Una amplia proporción de la sociedad mexicana vive una gran juerga de libertades, mientras en el alma de los mexicanos habita aún una terca veta autoritaria heredada por la historia. Esta sociedad es hija del autoritarismo brutal de las culturas indígenas precortesianas, del autoritarismo brutal de los colonizadores, del autoritarismo de los bandos que en el XIX querían cada uno para sí el poder de un Estado que había que construir, del autoritarismo del Estado oligárquico, del autoritarismo del Estado revolucionario. Esa historia hizo familias organizadas en la opresión ejercida por unos padres autócratas sobre unos hijos sometidos, mismos que un día fueron padres y repitieron puntualmente la lección aprendida (como en todo, se sabe, hay grados).

Un segmento creciente de la sociedad a partir de 1968 ha luchado intensamente contra el autoritarismo o, si se prefiere, en pro de ganar espacios de libertad crecientes. Cuando en la lucha por la libertad había unos pocos, identificar al autoritario fue cosa fácil: papá, mamá, el presidente, el gobierno todo en todos sus niveles y posiciones y, en corte transversal, los hombres con su tiranía sobre las mujeres. Había que cambiar de raíz a la familia tradicional autoritaria (en la que, según un decir de mujeres mexicanas, la mujer decide y el hombre manda). Había que cambiar la política, el gobierno, la educación.

Cuando los pocos se volvieron muchos en reclamo de libertades, el asunto se complicó ad infinitum; el autoritario ya no era tan visible: irremediablemente todos se dieron de frente contra el alma autoritaria de todos, cada uno se topó con el autoritarismo de los demás y su siniestra intolerancia. Todos sufrimos hace tiempo este hecho; los desgarramientos de familias y de amistades, de grupos antes solidarios, de asociaciones, y más, han estado al orden del día. Y lo peor: el autoritarismo puede estar en cualquier parte, excepto en uno mismo.

Continuamos viendo en la figura presidencial a un autoritario. Miembros de todos los partidos ven en muchos de sus dirigentes la personificación del autoritarismo. Los caciques indios y no indios persisten; los Rodríguez Alcaine, también; los Rivera Carrera, no se diga. Los padres autócratas no son una especie en extinción. Prosigue en general el predominio de varones sobre mujeres. Sigue siendo un placer malsano de muchos mexicanos y mexicanas poder imponer la voluntad propia al otro o a los otros. Y todos queremos fulminar al autoritario (lo cual implicaría la autofulminación).

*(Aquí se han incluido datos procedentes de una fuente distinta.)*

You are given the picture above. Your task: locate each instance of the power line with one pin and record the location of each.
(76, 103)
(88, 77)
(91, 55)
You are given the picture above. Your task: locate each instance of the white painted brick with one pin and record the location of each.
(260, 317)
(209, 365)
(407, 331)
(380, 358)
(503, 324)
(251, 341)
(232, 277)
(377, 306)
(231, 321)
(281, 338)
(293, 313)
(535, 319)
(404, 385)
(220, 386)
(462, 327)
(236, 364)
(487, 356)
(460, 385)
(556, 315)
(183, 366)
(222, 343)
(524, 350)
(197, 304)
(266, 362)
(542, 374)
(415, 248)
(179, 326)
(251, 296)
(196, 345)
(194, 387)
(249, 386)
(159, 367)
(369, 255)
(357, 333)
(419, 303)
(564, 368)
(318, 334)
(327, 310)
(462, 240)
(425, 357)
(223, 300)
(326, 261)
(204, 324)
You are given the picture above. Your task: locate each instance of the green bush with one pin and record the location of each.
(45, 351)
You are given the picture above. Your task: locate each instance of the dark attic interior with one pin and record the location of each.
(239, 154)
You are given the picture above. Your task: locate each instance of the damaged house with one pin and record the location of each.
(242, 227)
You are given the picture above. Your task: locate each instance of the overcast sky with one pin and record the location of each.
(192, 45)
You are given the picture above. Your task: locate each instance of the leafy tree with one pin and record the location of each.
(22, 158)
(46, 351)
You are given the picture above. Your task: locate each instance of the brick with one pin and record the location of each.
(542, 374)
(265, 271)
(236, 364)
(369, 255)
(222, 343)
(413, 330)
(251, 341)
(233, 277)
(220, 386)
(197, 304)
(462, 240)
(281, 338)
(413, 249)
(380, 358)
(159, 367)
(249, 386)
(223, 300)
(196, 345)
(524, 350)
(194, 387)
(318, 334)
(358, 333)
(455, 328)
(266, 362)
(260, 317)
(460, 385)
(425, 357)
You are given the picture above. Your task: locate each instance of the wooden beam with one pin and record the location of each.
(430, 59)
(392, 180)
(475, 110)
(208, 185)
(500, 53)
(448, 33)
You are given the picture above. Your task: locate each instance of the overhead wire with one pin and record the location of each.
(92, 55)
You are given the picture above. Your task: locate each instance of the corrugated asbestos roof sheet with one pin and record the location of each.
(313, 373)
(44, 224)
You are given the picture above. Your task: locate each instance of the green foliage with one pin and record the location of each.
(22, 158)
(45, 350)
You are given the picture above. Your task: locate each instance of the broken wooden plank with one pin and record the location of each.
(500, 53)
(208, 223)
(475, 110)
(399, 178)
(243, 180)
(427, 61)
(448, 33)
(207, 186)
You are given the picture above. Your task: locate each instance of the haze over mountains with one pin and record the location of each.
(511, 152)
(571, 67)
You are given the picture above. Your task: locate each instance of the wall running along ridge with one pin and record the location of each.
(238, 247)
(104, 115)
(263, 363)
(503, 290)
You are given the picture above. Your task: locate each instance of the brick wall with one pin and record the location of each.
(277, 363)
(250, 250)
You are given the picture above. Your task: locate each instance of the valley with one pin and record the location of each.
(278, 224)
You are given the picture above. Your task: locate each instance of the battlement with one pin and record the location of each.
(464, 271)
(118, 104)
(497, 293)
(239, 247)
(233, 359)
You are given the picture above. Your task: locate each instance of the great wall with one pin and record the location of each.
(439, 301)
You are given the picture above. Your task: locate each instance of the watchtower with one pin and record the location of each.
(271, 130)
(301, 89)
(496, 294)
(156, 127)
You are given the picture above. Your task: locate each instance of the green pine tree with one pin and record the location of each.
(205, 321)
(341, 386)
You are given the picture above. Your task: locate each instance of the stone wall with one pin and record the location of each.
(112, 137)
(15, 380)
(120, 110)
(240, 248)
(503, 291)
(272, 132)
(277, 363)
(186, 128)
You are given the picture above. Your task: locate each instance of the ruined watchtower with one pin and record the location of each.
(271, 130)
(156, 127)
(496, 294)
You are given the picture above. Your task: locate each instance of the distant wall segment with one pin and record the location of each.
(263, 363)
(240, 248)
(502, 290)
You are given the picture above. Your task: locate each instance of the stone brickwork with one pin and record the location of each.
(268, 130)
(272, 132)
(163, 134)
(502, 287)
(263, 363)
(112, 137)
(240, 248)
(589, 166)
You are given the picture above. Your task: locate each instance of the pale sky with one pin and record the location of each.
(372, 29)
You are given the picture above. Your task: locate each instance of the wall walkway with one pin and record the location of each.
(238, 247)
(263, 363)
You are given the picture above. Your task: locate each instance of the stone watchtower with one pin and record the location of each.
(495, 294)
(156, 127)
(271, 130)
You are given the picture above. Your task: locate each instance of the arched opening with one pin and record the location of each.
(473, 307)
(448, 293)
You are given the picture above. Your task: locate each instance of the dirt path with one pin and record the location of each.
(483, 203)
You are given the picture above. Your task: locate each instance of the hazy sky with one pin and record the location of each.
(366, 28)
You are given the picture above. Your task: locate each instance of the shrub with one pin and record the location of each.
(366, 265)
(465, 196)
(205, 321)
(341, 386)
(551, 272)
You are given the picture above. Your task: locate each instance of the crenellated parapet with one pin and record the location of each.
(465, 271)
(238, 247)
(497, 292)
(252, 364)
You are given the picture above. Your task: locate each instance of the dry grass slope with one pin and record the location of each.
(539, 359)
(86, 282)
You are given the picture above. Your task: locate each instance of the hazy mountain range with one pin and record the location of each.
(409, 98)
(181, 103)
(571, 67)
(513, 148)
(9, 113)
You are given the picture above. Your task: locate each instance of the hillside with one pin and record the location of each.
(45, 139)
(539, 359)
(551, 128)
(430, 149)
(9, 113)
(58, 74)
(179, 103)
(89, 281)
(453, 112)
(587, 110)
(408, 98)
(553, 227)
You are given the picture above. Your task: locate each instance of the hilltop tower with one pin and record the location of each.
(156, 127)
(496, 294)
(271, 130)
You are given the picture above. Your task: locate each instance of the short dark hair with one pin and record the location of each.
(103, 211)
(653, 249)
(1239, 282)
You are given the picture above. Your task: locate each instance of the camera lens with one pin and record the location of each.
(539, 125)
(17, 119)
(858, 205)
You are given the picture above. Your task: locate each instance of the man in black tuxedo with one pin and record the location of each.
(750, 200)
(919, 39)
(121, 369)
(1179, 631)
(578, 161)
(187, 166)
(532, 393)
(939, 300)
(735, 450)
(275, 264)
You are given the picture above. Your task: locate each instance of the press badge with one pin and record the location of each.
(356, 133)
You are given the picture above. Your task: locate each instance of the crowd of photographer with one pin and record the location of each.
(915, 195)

La ciega lucha contra nuestro propio autoritarismo, en la forma en gran medida de todos contra todos, es parte del desbarajuste social y político en el que nos ahogamos. Nada cambiará, empero, en tanto no reconozcamos con naturalidad el derecho a la libertad de todos los demás y el no derecho de todos a impedir el libre despliegue de los atributos humanos de todo mundo: el derecho a pensar, a decir, a actuar, a asociarse, a realizar cualquier actividad autorizada o no prohibida por la ley.

Saludo con efusividad el valor y la honestidad del Partido Acción Nacional por atreverse a usar --en este clima irrespirable-- su derecho a la libertad de opinión y hacer entrega al Senado de una iniciativa de reformas relativas a los derechos de las comunidades indígenas de este país, que no puede sino ser congruente con sus principios (como dice Marcos, ``uno es el que es y no puede ser otra cosa''). Saludo también la iniciativa enviada por el gobierno (cuyo contenido me era desconocido al escribir estas líneas). Saludaré igualmente todas las iniciativas enviadas por quien quiera contribuir a solucionar un problema nacional que incluye pero sobrepasa en varios años luz al conflicto representado por las demandas y comportamientos del Ejército Zapatista de Liberación Nacional.

Esas iniciativas, según algunos ciudadanos zapatistas y prozapatistas, confundirán y complicarán más el problema chiapaneco. Creo que eso ocurrirá. Pero la confusión se supera con claridad de conceptos y la complicación es imperioso aceptarla y procesarla, porque hacerlo es parte consustancial de una democracia. Nadie en este país puede callarle la boca a nadie.

Los impulsos autoritarios deben ser echados al baúl de lo inservible, para estar dispuesto a llegar a acuerdos asumiendo que cada comensal a la mesa tiene su propia cabeza. Tratándose de la Constitución Política, todos tenemos vela en ese entierro. Expliquemos nuestros desacuerdos acallando al taimado autoritario que llevamos dentro. Sólo a ese se vale callar: al autoritario propio.